Parti Communiste International
 
4 décembre 2019
Lock-out à ABI Bécancour
Un an de mépris capitaliste ordinaire


Le 11 janvier 2019 les travailleurs et travailleuses de l’Aluminerie de Bécancourt célébraient un triste anniversaire, celui d’un an de mépris et d’arrogance patronale, de sabotage étatique, d’intimidation judiciaire et d’isolement social. En bref, ils célébraient un an de lock-out.

L’histoire du lock-out d’ABI est peut-être la première que nous couvrons dans nos pages de journal, mais n’importe qui s’intéressant aux conflits de travail dans les usines de la province pourrait vous la décrire comme étant presque la norme.

On commence avec une demande de modification du fonds de pensions, qui est rejetée, puis la déclaration d’un lock-out. Vient ensuite une injonction limitant le piquetage, elle-même suivie d’une déclaration d’outrage au tribunal pour détails, un renforcement de l’offensive patronale, qui propose maintenant, entre autres, de supprimer des postes, de recourir à de la sous-traitance et de refaire l’ensemble de l’organisation du travail à sa convenance.

On peut rajouter à cela le fait qu’Hydro-Québec est particulièrement coopérative avec Alcoa ou encore pointer que ce conflit démontre une énième fois l’inefficacité de la loi anti-scab.
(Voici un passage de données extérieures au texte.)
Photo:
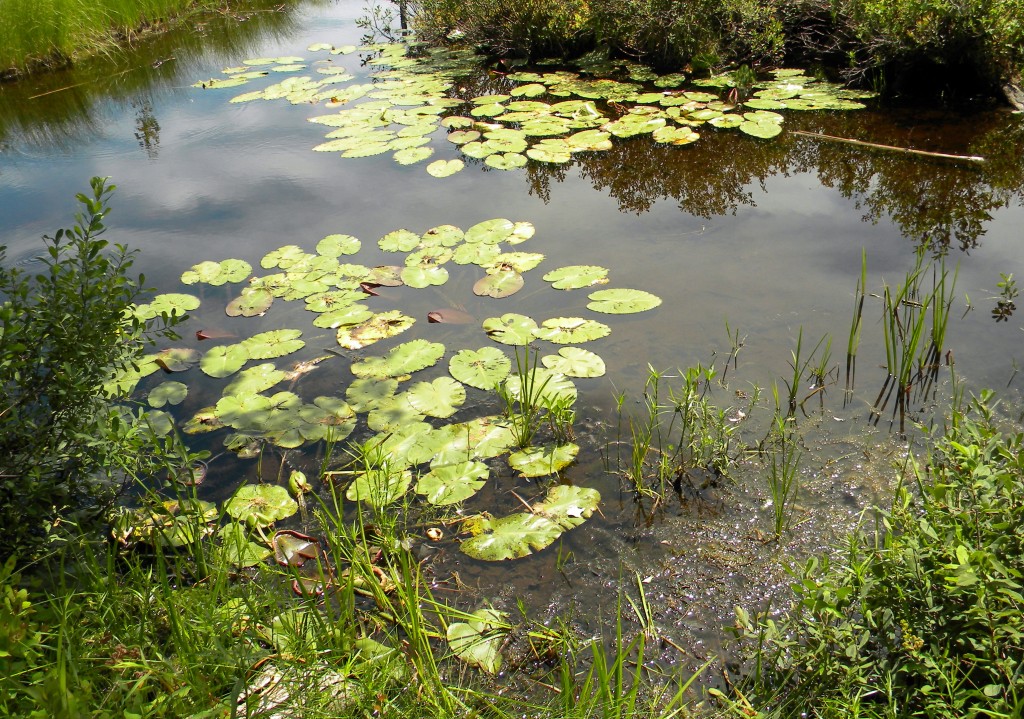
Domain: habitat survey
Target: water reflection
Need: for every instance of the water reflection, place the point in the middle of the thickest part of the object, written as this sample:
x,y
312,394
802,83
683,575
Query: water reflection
x,y
57,110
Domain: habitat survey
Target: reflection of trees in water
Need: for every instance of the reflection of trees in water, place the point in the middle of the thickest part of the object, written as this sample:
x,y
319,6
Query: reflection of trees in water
x,y
938,204
60,108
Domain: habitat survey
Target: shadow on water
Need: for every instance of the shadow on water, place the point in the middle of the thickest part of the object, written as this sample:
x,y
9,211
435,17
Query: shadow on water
x,y
58,109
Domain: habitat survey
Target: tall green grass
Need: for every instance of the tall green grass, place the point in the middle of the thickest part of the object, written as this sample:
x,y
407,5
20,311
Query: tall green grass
x,y
35,33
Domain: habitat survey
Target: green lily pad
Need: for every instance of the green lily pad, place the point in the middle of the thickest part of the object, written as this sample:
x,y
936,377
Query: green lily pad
x,y
622,301
379,488
444,168
412,156
453,483
177,358
167,393
366,394
399,241
224,361
478,642
402,360
439,397
571,330
577,277
541,461
237,548
375,329
510,329
255,379
511,537
573,362
275,343
337,245
252,302
567,505
484,368
499,285
261,505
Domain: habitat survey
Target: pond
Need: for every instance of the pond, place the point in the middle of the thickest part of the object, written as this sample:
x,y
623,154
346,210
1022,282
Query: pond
x,y
754,246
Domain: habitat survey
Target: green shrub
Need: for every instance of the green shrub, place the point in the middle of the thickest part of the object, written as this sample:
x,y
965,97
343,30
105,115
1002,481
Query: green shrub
x,y
66,448
923,617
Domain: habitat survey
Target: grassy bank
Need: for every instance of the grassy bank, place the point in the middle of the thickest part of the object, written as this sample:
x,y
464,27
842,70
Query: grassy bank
x,y
55,33
976,46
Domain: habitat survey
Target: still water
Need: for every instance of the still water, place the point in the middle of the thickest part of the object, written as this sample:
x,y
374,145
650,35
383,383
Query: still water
x,y
766,237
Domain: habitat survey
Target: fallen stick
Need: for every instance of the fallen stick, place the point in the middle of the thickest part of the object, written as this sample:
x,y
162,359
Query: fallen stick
x,y
891,147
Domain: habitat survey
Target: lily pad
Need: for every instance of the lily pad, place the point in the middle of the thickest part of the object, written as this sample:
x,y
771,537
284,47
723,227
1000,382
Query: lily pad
x,y
567,505
275,343
402,360
453,483
444,168
479,640
439,397
261,505
224,361
622,301
484,368
167,393
577,277
573,362
252,302
511,537
542,461
375,329
510,329
499,285
571,330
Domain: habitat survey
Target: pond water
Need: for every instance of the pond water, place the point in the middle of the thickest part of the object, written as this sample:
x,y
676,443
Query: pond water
x,y
764,237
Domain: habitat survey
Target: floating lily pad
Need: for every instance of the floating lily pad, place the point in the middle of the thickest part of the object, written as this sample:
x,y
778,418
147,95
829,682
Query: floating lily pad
x,y
402,360
567,505
167,393
453,483
622,301
337,245
541,461
498,285
511,537
577,277
478,641
275,343
252,302
573,362
484,368
177,358
261,505
571,330
224,361
379,488
510,329
444,168
439,397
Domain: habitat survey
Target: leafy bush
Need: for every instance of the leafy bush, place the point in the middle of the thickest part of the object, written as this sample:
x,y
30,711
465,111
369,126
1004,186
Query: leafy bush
x,y
924,618
66,448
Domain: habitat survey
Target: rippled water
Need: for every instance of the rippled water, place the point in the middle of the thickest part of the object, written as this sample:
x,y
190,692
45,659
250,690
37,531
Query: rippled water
x,y
765,236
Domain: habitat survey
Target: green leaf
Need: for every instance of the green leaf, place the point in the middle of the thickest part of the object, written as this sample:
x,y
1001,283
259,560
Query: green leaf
x,y
573,362
453,483
484,368
261,505
622,301
542,461
512,537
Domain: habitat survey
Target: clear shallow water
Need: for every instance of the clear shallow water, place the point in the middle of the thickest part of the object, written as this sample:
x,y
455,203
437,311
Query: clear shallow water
x,y
766,236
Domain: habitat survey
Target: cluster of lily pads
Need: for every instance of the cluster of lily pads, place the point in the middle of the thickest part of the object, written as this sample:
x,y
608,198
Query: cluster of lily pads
x,y
412,439
546,117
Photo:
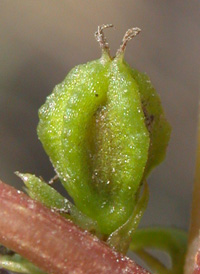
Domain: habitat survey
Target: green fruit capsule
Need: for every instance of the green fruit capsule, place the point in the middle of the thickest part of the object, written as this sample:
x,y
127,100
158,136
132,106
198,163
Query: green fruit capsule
x,y
95,130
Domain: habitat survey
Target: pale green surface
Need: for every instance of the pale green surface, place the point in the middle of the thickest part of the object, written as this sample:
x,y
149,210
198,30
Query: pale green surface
x,y
93,128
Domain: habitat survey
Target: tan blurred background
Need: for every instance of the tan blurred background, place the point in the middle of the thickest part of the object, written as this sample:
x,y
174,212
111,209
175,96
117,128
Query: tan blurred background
x,y
40,41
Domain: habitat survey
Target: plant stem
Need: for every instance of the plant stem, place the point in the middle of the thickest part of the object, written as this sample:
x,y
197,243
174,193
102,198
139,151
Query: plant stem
x,y
53,243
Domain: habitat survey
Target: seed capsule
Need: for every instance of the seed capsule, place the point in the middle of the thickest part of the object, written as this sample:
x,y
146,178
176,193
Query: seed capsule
x,y
101,129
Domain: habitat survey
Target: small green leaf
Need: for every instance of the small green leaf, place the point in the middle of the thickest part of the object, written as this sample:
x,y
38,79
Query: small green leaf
x,y
44,193
172,241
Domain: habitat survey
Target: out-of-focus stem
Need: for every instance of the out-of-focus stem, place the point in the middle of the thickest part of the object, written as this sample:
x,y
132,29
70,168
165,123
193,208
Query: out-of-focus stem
x,y
194,231
53,243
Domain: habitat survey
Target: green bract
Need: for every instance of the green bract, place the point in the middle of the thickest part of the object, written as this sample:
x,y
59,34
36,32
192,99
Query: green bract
x,y
104,130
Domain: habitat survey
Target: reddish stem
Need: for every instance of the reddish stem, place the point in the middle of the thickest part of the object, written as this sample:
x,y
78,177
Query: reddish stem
x,y
53,243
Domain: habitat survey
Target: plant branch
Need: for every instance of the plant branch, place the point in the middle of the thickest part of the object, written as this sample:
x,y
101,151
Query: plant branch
x,y
53,243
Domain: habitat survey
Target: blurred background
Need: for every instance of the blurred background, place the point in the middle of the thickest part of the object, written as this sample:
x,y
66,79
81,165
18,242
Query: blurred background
x,y
40,41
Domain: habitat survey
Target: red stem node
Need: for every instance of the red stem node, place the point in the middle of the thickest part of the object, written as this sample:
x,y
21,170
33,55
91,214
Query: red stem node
x,y
53,243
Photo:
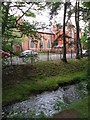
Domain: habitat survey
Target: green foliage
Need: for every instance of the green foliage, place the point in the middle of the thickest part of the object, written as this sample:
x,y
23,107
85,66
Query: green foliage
x,y
81,107
30,14
84,39
21,81
59,105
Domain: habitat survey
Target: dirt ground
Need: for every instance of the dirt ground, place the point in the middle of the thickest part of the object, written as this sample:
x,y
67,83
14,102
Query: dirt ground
x,y
67,115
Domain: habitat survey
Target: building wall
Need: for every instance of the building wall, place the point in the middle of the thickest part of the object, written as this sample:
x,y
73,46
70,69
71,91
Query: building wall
x,y
45,37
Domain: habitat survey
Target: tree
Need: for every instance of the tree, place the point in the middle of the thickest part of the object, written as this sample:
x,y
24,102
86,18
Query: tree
x,y
64,38
13,30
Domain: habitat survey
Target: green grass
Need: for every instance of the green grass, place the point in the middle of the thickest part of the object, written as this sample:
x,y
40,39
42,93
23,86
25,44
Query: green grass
x,y
81,107
22,81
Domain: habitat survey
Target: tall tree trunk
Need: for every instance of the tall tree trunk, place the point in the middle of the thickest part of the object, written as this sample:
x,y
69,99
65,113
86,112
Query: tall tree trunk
x,y
79,36
64,38
77,31
6,17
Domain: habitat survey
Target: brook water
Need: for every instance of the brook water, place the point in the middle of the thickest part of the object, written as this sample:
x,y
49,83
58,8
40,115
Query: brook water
x,y
47,102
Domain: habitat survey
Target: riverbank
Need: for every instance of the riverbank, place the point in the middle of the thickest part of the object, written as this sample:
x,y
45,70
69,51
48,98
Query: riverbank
x,y
19,82
78,109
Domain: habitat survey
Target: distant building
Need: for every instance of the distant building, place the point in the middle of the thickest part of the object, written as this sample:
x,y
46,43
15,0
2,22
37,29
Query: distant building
x,y
50,36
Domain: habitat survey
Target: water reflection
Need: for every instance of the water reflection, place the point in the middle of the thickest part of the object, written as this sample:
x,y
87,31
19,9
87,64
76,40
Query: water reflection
x,y
46,101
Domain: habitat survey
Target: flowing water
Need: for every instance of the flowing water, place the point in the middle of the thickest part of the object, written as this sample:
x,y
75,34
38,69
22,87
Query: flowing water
x,y
47,102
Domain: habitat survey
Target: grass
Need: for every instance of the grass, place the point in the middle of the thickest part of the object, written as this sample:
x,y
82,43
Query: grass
x,y
81,107
22,81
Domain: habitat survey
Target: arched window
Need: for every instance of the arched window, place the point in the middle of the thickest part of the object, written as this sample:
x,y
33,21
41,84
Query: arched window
x,y
48,44
32,44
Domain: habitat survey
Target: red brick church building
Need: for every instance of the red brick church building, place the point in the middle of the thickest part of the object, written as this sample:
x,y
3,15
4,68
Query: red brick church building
x,y
48,37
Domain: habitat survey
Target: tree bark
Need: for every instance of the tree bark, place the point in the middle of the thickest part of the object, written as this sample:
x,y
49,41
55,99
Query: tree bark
x,y
4,25
79,36
64,38
77,31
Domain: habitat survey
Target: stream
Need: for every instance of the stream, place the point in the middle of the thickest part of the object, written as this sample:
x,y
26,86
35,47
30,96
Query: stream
x,y
47,102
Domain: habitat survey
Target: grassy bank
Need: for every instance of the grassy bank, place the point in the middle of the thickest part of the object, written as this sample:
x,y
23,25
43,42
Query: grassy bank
x,y
22,81
80,106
Alors que les grévistes ont recensé maintes fois la présence de briseurs de grève.

Les inspecteurs, ayant à s’annoncer à l’avance à la guérite du terrain de l’usine, ne peuvent qu’être inefficaces dans leurs tentatives, alors que les laquais patronaux ont pleinement le temps de se cacher.

Bref, les ouvriers et les ouvrières ont toutes les règles du jeu contre eux. Leur détermination est exemplaire face à des attaques aussi vicieuses de la part d’une des grandes institutions capitalistes.

Que les lock-outé d’ABI aient fait preuve d’un maximum de combativité dans le cadre actuel, tentant de ralentir la production au maximum, manifestant devant les maisons des dirigeants et essayant de faire pression sur le gouvernement pour abolir le traitement préférentiel qu’Hydro-Québec donne à ABI, cela n’est pas à questionner.

Cependant, ce qui doit être mis sur la table, c’est la question du respect du cadre traditionnel d’une lutte syndicale. En effet, avec la globalisation des marchés, l’intensification de la concurrence internationale entre groupes capitalistes se répercute inévitablement sur les conditions de travail du prolétariat. Le profit ne peut être extrait qu’en compressant le capital variable et donc les conditions de travail. Alcoa a déjà, dans les dernières années, fermé de nombreuses usines en Espagne, en Italie et aux USA; on voit donc que l’offensive contre les travailleurs et travailleuses de Bécancour a des origines plus complexes que simplement l’usine elle-même.

C’est donc se demander si la stratégie du syndicat des Métallos est la bonne? Se demander si la grève contre une multinationale peut se résumer à l’arrêt de la production dans un seul lieu? Surtout que, en restant dans les limites de l’action légale, l’arrêt de la production ne peut qu’être partiel. Alors que le lock-out s’éternise, se pose sérieusement la question de l’extension de la grève aux autres sites d’Alcoa dans la province, et pourquoi pas dans le monde – et avec cette question c’est le mouvement ouvrier qui doit absolument réfléchir à sa pratique des dernières décennies. Est-ce que la recherche du “compromis négocié” est une bonne tactique alors que la concurrence féroce oblige les compagnies à comprimer davantage qu’importent les concessions? Est-ce que le respect du Code du travail, et l’attente systématique de l’action de l’État comme “grand arbitre” de la question sociale reste toujours une voie possible à l’heure ou le capitalisme s’enfonce dans une crise structurelle?

Un bref regard sur le passé nous apprend que non. Ce n’est pas à coup de compromis et de respectabilité médiatique que les droits sociaux ont été acquis et défendus, surtout pas en période de ralentissement économique. C’est par la solidarité, la grève dure et extensible, le blocage que les prolétaires gagnent. C’est par nos propres moyens que nous gagnons, pas en espérant que des politiciens ou des professionnels de la “médiation” régleront notre sort. C’est par la prise en charge de nos moyens d’action collectifs selon nos propres règles et objectifs que nous pouvons changer les choses.